Hi. I’m absolutely loving the new App Builder! I’m having one issue that I hope someone can assist with. I’m self-hosting BaseRow in a docker container and accessing it through a CloudFlare Tunnel. I set it up like this for a bit of added security. It has always worked fine accessing BaseRow. And for the most part, it works when accessing Application pages that are published.
However, on pages that contain certain elements, I get an error: "Network error Could not connect to the API server. If I look in the dev console of my browser, I see an error: "Access to XMLHttpRequest at ‘<https://my-baserow-url/api/builder/data-source/36/dispatch/?offset=42&count=58’ from origin ‘https://my-published-url’ has been blocked by CORS policy: Response to preflight request doesn’t pass access control check: No ‘Access-Control-Allow-Origin’ header is present on the requested resource.
I’m not sure if this is too specific to warrant looking into. It is definitely related to the tunnel, because if I set the tunnel to “bypass” it works fine. Most pages still work - they just show the error. However some do not work at all.
It may just be a case that you cannot support access via a non-standard way like a CloudFlare tunnel. but I thought it was worth asking.
Not sure if it helps, but I found this article in CloudFlare KBs:
I see an error saying No Access-Control-Allow-Origin header is present on the requested resource.

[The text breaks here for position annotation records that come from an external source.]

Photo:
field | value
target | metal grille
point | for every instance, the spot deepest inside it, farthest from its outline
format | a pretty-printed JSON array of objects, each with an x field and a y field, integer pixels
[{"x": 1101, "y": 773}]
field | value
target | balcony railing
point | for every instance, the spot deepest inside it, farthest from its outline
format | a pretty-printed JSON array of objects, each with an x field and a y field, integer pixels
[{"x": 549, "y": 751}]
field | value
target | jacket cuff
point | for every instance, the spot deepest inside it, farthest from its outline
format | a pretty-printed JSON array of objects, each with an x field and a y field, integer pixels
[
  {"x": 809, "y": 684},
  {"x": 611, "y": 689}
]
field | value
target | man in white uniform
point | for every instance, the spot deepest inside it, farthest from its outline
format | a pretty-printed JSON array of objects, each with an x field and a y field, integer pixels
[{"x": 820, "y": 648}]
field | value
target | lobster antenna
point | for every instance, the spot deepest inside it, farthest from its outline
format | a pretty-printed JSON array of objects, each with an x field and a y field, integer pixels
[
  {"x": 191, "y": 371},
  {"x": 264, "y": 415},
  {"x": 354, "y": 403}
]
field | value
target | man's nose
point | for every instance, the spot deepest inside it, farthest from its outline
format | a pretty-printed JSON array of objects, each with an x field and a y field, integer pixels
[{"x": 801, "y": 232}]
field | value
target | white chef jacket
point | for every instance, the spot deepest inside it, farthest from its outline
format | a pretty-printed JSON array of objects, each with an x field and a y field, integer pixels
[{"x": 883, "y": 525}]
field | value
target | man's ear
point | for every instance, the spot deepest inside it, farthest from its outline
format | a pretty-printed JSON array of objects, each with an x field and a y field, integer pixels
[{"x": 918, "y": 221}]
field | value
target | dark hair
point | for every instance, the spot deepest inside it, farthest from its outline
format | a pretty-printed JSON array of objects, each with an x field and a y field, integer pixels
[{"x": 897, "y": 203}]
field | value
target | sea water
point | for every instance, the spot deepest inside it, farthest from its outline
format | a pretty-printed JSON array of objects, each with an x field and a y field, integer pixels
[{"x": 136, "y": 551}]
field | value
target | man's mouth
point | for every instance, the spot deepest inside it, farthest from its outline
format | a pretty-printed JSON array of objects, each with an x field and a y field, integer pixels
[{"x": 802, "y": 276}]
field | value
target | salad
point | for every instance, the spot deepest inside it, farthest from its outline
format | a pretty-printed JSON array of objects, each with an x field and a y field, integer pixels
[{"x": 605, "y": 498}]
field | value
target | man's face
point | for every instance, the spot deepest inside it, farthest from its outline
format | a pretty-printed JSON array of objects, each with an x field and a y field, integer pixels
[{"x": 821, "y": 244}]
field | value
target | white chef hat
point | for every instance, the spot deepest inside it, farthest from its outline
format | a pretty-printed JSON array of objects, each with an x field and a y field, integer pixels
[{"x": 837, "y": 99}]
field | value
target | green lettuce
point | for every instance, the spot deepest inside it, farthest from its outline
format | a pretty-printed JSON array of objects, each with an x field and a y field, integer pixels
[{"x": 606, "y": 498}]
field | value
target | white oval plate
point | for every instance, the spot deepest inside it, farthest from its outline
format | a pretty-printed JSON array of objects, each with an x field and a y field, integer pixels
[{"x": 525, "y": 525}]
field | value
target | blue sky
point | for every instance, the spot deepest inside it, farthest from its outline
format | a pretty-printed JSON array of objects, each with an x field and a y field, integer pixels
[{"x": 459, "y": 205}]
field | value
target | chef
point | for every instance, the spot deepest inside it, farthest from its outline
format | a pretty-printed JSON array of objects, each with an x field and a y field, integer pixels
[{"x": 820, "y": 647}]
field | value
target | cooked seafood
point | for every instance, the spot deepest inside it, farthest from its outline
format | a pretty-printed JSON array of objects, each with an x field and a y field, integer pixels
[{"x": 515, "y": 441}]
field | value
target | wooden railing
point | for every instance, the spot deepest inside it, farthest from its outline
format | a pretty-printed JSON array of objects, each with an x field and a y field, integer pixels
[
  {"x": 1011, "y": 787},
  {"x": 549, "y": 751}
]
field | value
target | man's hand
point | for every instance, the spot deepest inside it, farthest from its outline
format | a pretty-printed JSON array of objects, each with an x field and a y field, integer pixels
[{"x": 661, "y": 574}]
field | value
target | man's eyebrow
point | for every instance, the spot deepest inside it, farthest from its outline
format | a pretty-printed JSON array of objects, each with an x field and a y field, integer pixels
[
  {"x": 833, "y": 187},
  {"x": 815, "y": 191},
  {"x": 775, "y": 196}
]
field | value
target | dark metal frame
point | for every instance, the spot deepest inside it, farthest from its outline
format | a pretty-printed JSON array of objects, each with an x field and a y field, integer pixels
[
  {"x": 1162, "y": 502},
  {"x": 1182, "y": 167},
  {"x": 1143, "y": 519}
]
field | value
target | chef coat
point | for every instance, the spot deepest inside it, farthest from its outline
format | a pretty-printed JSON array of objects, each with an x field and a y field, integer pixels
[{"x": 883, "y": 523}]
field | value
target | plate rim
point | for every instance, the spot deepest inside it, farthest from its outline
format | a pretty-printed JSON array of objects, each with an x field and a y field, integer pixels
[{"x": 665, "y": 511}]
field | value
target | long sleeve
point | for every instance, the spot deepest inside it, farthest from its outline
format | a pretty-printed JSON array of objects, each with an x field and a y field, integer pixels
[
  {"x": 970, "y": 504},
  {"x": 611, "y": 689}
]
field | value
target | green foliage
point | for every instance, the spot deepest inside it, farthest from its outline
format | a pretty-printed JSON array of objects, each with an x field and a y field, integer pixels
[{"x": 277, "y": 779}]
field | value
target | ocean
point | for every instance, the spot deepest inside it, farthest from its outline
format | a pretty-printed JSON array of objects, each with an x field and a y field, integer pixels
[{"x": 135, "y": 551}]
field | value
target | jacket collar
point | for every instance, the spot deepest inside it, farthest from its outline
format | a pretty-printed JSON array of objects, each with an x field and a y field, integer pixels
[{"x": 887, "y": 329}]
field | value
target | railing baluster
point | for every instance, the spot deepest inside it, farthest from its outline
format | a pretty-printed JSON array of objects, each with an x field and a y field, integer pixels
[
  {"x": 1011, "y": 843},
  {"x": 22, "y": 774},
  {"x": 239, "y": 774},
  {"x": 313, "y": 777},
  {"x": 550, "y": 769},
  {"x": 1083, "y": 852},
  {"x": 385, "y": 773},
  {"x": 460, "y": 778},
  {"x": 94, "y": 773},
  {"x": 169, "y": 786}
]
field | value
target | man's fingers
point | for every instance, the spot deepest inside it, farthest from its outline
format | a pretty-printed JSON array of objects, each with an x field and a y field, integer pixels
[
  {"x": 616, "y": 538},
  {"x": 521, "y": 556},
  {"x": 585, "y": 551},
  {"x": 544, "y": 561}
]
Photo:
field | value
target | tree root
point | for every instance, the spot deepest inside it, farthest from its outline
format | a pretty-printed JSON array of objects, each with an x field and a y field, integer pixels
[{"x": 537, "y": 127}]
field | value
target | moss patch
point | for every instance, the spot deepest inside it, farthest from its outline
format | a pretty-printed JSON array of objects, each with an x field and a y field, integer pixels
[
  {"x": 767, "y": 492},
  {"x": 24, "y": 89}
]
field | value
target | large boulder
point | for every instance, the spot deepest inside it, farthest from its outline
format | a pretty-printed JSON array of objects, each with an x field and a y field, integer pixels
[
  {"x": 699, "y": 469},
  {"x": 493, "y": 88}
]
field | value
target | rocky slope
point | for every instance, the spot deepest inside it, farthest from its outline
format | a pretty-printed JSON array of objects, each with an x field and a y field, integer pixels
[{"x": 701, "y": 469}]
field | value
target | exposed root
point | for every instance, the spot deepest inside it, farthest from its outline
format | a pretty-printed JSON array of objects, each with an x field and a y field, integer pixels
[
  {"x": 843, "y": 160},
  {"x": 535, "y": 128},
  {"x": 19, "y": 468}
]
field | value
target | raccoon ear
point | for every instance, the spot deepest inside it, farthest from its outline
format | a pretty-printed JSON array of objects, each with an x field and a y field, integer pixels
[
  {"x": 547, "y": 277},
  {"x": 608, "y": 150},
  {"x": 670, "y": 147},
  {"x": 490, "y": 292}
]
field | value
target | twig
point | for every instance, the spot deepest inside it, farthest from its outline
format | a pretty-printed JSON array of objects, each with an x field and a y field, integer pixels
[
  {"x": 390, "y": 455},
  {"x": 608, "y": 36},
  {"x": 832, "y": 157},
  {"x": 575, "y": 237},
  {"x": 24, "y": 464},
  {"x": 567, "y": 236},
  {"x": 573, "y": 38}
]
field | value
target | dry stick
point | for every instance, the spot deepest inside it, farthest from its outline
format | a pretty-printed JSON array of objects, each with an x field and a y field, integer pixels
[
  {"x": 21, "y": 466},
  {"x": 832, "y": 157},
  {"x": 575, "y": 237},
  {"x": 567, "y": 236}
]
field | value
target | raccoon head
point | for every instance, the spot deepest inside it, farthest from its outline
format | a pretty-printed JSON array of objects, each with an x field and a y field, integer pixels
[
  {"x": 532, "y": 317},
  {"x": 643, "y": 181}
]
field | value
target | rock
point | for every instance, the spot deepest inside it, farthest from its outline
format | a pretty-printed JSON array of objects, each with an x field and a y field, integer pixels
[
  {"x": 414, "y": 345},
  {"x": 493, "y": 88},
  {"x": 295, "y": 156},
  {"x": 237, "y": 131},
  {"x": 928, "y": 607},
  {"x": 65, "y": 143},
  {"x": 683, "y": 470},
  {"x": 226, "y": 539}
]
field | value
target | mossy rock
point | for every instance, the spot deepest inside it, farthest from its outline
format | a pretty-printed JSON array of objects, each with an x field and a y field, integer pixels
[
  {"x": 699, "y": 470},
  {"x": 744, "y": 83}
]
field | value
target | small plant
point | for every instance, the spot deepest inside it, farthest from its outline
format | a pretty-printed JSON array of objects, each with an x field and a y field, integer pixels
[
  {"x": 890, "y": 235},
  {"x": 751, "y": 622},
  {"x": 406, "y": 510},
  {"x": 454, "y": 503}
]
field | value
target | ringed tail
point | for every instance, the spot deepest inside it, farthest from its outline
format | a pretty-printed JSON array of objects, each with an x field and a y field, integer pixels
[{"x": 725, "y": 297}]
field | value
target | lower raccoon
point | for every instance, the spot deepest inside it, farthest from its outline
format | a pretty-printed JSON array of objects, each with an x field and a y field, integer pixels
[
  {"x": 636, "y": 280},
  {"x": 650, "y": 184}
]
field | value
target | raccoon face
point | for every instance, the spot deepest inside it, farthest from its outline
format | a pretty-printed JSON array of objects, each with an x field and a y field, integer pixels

Cloudflare Access requires that the credentials: same-origin parameter be added to JavaScript when using the Fetch API (to include cookies). AJAX requests fail without this parameter present. For more information, refer to our documentation about CORS settings.
Just an update on this. Even using that solution, there were still issues. Buttons didn’t work etc. I ended up removing the CloudFlare tunnel as I couldn’t work out the right settings to get it working.
My last update in case anyone else is trying to do something similar. It seems that you can put the applications behind a CloudFlare tunnel without an issue, as long as the db itself is not behind one. This works out OK for me as the applications seem to be the more vulnerable for me. The application URL is the one I am sharing and I’m less comfortable about remembering to mark each section behind “Logged-in visitors”.